Many say the shrimping fleet’s
plight is of its own making.
“Nobody denies that the domestic shrimp
industry is suffering from hard times,” said
Erik Autor, vice president of the National Retail
Federation, in a statement. “But these
problems are largely a result of their own failure
to modernize.”
Foreign shrimp overwhelmingly come from shrimp
farms, not from the sea, as domestic shrimp do.
Pond farms are cost efficient, yield a consistent
quality and size of shrimp and can easily be
ramped up to meet increased demand, their proponents
say.
Traditional fishing, on the other hand, requires
boats, which are an expensive upfront investment
and require costly fuel and maintenance. It is
also subject to the vagaries of Mother Nature.
Different fishing grounds yield shrimp of varying
size and quality, for example, and there is a
finite supply of shrimp in the wild.
“What has driven down prices is technology,” said
Nathanson. “The domestic industry is already
catching as much shrimp as they can in the ocean.”
In 2001, the European Union found traces of
harmful antibiotics in some Asian farm shrimp
and banned imports from China and Thailand. The
prohibition was later lifted, but both the United
States and European Union started stricter testing
for the chemicals.
The difference in the origin
of foreign and domestic shrimp may work in
American shrimpers’ favor.
Many say touting domestic
shrimp as “wild-caught” could
be an effective hook to market it as a premium
product.
“When you see shrimp on the menu, it’s
just ‘shrimp.’ ‘Wild Gulf shrimp’ has
more cachet than just ‘shrimp,’” said
Fiona Robinson, editor in chief of Seafood Business
in Maine. “They have to market themselves.”

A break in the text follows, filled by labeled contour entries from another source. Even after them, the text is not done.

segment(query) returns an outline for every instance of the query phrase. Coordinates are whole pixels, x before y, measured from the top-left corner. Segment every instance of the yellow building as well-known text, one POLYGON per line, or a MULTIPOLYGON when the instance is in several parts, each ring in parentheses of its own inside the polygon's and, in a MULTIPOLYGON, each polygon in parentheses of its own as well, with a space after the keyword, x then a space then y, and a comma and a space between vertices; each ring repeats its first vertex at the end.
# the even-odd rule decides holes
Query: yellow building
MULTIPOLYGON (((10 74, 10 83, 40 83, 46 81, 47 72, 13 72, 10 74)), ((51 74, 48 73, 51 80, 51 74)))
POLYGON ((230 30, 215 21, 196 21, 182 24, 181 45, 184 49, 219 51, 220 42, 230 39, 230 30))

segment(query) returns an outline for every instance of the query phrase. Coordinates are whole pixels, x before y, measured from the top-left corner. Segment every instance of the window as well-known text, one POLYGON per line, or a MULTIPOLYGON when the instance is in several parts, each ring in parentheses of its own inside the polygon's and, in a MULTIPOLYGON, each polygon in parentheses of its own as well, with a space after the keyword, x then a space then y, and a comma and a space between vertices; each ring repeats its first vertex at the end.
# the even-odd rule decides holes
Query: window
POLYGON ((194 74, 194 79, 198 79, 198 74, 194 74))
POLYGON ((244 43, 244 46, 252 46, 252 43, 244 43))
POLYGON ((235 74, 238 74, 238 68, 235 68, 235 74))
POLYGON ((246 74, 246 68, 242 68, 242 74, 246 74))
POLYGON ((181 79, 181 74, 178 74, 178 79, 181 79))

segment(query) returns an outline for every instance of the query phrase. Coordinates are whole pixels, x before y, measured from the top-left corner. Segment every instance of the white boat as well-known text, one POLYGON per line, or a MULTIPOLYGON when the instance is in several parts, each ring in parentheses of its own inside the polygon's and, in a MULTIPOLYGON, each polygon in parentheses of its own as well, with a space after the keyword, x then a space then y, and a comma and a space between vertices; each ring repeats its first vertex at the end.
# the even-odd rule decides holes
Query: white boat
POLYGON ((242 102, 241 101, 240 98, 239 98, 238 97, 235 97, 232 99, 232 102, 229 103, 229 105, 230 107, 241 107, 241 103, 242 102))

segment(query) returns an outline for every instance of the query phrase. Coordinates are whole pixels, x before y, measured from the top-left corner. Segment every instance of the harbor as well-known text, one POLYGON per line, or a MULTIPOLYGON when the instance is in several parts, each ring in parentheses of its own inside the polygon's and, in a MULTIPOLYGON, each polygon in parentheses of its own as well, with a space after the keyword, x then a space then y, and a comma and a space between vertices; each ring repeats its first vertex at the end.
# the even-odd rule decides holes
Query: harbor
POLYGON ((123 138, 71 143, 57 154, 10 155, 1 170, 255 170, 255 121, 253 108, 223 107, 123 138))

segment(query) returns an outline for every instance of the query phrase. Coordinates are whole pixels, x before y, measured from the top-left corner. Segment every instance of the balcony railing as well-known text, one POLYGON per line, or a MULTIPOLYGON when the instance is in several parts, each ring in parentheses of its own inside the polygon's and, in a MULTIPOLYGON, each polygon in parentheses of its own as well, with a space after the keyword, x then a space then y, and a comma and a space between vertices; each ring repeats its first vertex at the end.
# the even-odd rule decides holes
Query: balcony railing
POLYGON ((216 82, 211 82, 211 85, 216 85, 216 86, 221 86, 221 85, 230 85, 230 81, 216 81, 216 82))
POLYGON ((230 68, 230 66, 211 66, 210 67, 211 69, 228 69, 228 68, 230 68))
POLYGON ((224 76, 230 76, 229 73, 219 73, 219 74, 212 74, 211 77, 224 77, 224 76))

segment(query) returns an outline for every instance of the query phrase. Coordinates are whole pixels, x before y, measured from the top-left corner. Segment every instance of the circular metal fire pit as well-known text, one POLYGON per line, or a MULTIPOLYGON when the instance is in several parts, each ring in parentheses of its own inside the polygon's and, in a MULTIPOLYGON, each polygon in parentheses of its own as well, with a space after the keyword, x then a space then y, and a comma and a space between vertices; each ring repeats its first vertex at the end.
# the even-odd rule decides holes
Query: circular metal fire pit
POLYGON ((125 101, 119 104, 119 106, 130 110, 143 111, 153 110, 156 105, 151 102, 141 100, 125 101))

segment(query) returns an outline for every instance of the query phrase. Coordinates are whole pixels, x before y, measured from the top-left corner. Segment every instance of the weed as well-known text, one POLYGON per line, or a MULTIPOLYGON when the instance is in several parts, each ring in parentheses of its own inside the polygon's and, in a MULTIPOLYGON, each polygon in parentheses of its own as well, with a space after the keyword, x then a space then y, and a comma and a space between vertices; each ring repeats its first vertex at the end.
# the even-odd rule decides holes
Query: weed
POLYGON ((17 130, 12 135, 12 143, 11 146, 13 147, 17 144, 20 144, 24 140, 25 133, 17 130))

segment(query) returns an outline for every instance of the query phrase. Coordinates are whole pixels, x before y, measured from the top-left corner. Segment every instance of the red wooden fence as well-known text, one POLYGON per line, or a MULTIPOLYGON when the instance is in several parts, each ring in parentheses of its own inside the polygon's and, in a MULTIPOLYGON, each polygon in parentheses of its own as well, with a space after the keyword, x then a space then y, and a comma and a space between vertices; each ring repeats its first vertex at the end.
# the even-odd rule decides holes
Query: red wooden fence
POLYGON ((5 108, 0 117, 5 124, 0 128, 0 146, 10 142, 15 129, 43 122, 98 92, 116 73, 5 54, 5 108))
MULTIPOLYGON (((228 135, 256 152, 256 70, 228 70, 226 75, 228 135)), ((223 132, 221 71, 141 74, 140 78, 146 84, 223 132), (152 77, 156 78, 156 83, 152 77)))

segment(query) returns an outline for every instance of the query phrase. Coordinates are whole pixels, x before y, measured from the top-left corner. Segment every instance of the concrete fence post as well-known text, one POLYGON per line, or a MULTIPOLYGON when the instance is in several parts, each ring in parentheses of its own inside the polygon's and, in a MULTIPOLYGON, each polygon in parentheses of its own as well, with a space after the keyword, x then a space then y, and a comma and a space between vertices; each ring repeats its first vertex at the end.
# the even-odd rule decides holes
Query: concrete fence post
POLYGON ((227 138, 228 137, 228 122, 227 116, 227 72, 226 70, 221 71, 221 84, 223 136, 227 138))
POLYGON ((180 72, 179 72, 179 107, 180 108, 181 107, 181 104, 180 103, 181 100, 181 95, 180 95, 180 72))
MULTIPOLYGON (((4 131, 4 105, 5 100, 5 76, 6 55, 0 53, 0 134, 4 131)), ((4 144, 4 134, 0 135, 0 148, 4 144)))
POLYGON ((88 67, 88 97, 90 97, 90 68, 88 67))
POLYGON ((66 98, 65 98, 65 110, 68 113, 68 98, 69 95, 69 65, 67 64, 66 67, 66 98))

The Shrimp Alliance is now developing a large-scale
campaign slated to be launched in late spring,
Regan said. The group is working on a quality
certification program that would be accompanied
by an advertising push.
“It’s another arrow in our quiver,” she
said. “But is doesn’t remedy the
fact that there’s unfair trade.”
Orlando, FL-based Darden Restaurants, which
offers both imported and domestic shrimp on menus
at Red Lobster, Olive Garden, Bahamas Breeze
and Smoky Bones, has started promoting U.S. shrimp
as wild-caught in selected markets to test whether
diners will fork out more to consume American
seafood.
Spokesman Mike Bernstein
said it’s still
to early to gauge results. “We’re
committed to finding ways to help domestic shrimp,” he
said.
Key West shrimpers say they
need to find a solution – fast.
Last year, the federal government distributed
a $37 million bailout to U.S. shrimpers, based
on the catch volume of each fisherman.
This year, with the cost
of diesel fuel up about 60 percent, shrimpers
say they’ll need
more than a subsidy that amounted to a few cents
per pound.
Bill Howerin Jr., owner of the Captain Bill,
said he had to cash in his life insurance policy
last year to come up with $22,000 to overhaul
his boat.
He also had to refinance
the loan on the trawler for the second time
after he couldn’t make
the payments.
On top of that, his deckhands
walked out. “On
this last run, they made $450 a piece for 15
days work. They all quit,” he said. “I
had to advance the captain $2,000 – he
already owes me $8,000. On this last trip, he
only brought in $1,000.”
Merle Stanfill, who’s been fishing around
Key West for 30 years, said he’s had it
with shrimping in U.S. waters. He was at Stock
Island readying his boat, the Renegade for an
eight-day trip to Nicaragua’s Corn Islands,
where he plans to stay and fish.
“There’s no money in it here; you
just can’t do it,” he said. “Everything’s
cheaper down there.”
Another big plus: in U.S. waters shrimpers can
only harvest shrimp and must throw back any fish
that land in the net. In Nicaragua, anything
that is caught is fair game.
Shrimpers lament the agonizing death of not
only a business, but also a way of life. Many
have spent their lives on the sea, inheriting
a tradition from their fathers.
“This is the only thing I’ve been
doing for 30 years,” said Sheppard A. Owens,
a 50-year-old Key Wester who bought the Captain
Bud two years ago and has since borrowed money
from his dad to keep it going.
“It’s the only thing I can do. I’d
be lost without a boat. I love this place.